Process control has moved beyond traditional fuzzy logic; hybrid artificial intelligence enables processing plants to stabilize against daily geological and metallurgical entropy changes. In chromite gravity separation, predictive algorithms reduce chromium losses in tailings from 7.5% to 5.5% and increase concentrate grade from 3% to 6%. Intelligent ore sorting using magnetic resonance and X-ray sensors removes waste rock in advance, boosting overall efficiency by up to 32%.

Grinding consumes nearly one-third of electricity in traditional mines. Thermodynamic solutions using transcritical carbon dioxide to fracture rock from within can reduce energy consumption by 55%. In bioleaching, North American pilot facilities use acidophilic microorganisms to treat tailings, achieving nickel recovery rates of 98% to 99%, avoiding the high capital costs and carbon footprint of conventional smelting.

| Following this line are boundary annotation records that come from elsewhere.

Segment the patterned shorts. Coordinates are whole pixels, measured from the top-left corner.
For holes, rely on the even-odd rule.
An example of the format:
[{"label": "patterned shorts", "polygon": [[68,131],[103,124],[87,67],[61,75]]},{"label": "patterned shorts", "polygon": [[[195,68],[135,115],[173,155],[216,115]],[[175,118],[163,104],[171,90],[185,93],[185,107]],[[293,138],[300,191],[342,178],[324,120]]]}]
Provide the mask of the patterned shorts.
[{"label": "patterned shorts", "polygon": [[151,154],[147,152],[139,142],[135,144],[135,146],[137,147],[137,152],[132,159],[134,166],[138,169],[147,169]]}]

Geopolitical challenges remain severe. Asia, led by China, dominates the refining of 19 of the 20 critical minerals needed for global decarbonization, with China accounting for 91% of rare earth molecular separation capacity and 94% of global permanent magnet manufacturing. Recent export restrictions on processing technologies have forced the West to redesign supply chains.

Mining companies must overcome technological inertia and embrace operational disruptions. This is not only a profitable choice but also a corporate mission to ensure a sustainable supply of future industrial materials.